Speaking at an international symposium on cultural heritage and natural disasters on Sunday, Hideyasu Kiyomoto, the mayor of Himeji in western Japan, said he is considering “quadrupling” entry fees exclusively for foreign tourists visiting the UNESCO World Heritage site, Himeji Castle. Currently, adult entry fees for the castle are set at ¥1,000, which is around $6.33 according to current exchange rates. Kiyomoto feels that it is too cheap for visitors from overseas. He believes that with the yen being so weak and tourism thriving, now is the right time to introduce two-tier pricing, known as nijukaku in Japanese.  
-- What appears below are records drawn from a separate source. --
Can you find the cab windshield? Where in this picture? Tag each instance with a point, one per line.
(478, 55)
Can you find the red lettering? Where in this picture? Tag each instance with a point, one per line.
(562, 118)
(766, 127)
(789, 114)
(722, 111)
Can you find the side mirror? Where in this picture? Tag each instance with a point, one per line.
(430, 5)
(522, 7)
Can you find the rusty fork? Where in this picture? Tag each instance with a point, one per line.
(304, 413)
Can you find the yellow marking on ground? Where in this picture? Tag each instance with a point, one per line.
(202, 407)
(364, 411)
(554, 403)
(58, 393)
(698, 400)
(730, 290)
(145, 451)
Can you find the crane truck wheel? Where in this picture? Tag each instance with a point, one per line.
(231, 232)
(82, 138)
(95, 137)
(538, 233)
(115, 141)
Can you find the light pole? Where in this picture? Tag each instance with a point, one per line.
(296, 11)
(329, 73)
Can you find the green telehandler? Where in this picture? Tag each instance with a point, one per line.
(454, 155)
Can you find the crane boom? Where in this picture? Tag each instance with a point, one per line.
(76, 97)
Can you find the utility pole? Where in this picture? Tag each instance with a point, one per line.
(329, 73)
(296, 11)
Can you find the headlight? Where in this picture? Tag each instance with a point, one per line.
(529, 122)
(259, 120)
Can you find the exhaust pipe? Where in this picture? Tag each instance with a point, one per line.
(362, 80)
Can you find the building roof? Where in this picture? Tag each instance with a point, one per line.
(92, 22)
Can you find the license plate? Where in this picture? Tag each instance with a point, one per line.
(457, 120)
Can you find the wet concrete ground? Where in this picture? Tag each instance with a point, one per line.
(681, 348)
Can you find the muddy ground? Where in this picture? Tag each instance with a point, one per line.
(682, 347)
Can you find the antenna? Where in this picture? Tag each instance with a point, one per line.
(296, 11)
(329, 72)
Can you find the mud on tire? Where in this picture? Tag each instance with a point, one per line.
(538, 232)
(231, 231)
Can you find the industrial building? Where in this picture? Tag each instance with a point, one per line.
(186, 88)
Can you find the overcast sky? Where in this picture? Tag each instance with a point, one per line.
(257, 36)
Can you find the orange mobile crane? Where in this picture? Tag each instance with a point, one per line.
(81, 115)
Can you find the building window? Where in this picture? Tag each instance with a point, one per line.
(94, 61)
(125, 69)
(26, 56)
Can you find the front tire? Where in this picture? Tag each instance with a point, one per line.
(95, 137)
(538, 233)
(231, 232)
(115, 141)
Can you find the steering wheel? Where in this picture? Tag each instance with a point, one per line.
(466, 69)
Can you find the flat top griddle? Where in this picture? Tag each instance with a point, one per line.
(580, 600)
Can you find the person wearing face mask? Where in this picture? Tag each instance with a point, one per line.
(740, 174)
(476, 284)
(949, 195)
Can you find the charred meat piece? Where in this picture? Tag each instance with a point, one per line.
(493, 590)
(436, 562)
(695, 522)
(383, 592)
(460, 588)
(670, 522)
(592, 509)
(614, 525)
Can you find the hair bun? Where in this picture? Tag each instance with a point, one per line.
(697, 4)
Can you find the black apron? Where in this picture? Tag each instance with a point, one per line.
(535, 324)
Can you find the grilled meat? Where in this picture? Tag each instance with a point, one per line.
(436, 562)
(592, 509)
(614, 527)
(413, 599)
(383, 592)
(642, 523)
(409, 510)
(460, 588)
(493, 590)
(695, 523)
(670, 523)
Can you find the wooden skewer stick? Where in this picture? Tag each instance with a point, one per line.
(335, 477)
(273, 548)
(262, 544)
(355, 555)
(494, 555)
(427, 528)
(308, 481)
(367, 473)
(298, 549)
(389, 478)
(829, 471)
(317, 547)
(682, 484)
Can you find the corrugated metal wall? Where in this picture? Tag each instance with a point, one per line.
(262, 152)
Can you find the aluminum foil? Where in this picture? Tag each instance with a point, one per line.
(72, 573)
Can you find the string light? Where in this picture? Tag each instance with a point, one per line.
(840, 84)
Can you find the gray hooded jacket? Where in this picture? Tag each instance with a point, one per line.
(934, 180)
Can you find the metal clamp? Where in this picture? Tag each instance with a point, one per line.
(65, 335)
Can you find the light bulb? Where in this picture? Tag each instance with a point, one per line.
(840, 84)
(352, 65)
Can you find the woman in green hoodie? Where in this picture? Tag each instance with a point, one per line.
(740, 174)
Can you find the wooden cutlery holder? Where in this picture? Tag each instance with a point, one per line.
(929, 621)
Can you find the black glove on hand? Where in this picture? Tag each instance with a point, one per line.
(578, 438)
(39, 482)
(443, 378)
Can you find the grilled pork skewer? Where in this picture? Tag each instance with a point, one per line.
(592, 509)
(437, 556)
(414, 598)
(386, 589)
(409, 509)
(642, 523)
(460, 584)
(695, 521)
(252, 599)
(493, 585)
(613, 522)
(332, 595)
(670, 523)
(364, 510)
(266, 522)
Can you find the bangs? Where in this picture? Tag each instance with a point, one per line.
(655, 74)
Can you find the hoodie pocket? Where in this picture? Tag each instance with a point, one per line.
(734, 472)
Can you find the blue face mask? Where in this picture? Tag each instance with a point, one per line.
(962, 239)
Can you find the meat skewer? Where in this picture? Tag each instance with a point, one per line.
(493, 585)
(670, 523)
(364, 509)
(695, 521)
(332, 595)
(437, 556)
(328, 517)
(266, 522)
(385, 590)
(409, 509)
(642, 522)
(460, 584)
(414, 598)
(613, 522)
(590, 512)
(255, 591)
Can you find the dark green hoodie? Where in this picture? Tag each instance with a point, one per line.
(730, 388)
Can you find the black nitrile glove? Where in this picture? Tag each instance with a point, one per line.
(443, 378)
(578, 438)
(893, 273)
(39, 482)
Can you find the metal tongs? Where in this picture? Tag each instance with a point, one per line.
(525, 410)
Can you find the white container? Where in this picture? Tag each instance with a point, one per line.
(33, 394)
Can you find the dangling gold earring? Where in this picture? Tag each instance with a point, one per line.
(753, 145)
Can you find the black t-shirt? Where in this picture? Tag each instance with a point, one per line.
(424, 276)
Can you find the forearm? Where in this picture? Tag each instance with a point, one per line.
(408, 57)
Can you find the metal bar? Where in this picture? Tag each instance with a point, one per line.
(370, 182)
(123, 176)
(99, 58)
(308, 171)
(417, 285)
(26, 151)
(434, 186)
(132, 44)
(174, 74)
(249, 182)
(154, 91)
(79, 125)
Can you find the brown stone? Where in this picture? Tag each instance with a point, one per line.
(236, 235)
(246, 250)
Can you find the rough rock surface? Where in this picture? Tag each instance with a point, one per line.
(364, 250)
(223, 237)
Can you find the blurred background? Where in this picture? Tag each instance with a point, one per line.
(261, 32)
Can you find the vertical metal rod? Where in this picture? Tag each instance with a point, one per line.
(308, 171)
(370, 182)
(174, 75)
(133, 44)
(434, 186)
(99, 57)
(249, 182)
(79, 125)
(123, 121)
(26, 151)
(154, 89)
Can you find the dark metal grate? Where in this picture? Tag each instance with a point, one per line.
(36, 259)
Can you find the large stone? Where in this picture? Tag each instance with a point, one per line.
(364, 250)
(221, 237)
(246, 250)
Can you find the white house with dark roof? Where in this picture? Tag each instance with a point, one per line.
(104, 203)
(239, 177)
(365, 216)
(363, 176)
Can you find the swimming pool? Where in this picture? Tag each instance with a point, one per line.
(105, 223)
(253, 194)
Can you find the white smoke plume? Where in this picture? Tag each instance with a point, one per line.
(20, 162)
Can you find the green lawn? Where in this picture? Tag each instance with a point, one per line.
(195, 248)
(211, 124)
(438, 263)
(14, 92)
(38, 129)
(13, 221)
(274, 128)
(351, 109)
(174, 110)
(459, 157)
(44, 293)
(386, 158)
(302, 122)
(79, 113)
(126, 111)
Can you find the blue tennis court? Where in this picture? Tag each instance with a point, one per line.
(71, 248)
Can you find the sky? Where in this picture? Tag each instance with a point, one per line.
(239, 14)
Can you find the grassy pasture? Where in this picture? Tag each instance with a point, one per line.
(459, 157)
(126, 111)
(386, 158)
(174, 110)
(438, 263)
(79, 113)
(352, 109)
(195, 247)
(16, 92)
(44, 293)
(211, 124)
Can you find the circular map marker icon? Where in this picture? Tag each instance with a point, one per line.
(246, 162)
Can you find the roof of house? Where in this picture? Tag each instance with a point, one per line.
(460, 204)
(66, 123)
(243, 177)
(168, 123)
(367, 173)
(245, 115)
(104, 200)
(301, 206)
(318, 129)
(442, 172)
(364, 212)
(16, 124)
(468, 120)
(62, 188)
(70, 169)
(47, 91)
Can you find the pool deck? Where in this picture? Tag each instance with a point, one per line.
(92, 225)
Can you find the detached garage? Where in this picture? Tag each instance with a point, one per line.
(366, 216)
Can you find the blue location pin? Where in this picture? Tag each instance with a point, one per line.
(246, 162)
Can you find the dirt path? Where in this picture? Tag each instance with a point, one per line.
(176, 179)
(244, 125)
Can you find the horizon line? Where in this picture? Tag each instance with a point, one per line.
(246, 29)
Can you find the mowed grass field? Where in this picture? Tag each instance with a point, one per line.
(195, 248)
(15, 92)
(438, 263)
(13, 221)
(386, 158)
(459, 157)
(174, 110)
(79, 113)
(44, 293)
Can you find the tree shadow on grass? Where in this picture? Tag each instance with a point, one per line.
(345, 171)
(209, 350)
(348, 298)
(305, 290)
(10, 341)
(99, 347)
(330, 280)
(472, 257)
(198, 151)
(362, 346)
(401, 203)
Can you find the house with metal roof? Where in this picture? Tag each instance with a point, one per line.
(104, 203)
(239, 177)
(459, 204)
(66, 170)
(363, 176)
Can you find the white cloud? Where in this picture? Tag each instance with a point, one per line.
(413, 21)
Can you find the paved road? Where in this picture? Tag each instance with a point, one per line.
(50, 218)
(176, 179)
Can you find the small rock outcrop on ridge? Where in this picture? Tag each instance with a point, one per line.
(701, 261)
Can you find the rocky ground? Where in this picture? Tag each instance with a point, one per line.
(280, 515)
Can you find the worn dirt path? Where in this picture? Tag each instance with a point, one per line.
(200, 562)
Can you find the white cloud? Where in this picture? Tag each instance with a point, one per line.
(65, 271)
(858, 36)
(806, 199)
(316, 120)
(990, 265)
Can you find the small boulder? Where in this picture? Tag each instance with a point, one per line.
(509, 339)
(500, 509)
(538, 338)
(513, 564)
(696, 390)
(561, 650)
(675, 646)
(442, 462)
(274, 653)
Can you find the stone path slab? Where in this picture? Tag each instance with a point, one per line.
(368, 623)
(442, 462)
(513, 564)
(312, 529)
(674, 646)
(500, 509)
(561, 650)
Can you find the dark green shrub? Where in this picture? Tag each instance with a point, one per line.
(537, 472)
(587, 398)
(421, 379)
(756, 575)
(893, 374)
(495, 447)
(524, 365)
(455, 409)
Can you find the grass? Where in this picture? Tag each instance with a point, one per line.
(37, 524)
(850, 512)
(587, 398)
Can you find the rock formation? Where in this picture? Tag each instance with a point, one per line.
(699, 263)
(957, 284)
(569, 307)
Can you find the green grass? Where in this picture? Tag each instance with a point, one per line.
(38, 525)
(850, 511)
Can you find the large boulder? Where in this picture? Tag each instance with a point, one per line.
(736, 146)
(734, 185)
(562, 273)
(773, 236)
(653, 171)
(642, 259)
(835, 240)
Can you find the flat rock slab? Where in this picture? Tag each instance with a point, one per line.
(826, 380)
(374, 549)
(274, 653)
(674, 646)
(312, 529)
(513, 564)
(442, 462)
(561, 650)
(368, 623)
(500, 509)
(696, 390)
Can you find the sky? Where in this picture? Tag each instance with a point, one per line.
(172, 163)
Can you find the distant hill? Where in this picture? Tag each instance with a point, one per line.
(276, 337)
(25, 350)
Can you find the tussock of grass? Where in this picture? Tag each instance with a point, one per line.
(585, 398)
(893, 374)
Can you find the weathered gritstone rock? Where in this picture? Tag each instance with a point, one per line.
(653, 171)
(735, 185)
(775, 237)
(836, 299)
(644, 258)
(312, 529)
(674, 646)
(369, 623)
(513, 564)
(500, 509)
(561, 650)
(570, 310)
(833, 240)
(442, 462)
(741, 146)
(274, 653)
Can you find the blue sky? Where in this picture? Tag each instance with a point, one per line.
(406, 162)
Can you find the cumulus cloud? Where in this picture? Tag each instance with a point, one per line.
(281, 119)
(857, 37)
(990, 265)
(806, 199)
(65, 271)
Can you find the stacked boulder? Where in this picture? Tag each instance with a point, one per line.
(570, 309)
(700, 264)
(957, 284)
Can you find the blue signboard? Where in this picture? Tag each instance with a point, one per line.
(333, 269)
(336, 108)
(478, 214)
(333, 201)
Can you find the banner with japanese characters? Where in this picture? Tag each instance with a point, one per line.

No Plans To Increase Himeji Castle Entry Fee for Locals

“We would like to charge the equivalent of around $30 for foreigners and around $5 for residents,” said Kiyomoto during Sunday’s symposium. Speaking to reporters on Monday, he emphasized that he would like to “avoid raising the admission fee for local residents.” He added that there are two-tier pricing systems at several historical sites around the globe. Earlier this year, Tamatebako, a seafood restaurant in Shibuya, Tokyo, made headlines for offering discounted prices for local residents. For nijukaku to be realized at Himeji Castle, though, the idea will first have to be approved by the Agency for Cultural Affairs.

himeji castle

Hyogo’s Himeji Castle

About Himeji Castle  

Known as the “White Heron Castle” due to its elegant façade, Himeji is the most visited castle in Japan. The castle as we know it today was completed in 1609. However, the first fortifications on the site were built in the 1400s. It’s one of only 12 Japanese castles with its wooden keep still intact. In 1993, it was designated as Japan’s first UNESCO World Heritage site. The spectacular castle has featured in several movies, including Akira Kurosawa’s classics Kagemusha and Ran. It was also the site of Tiger Tanaka’s secret ninja training camp in the James Bond flick You Only Live Twice.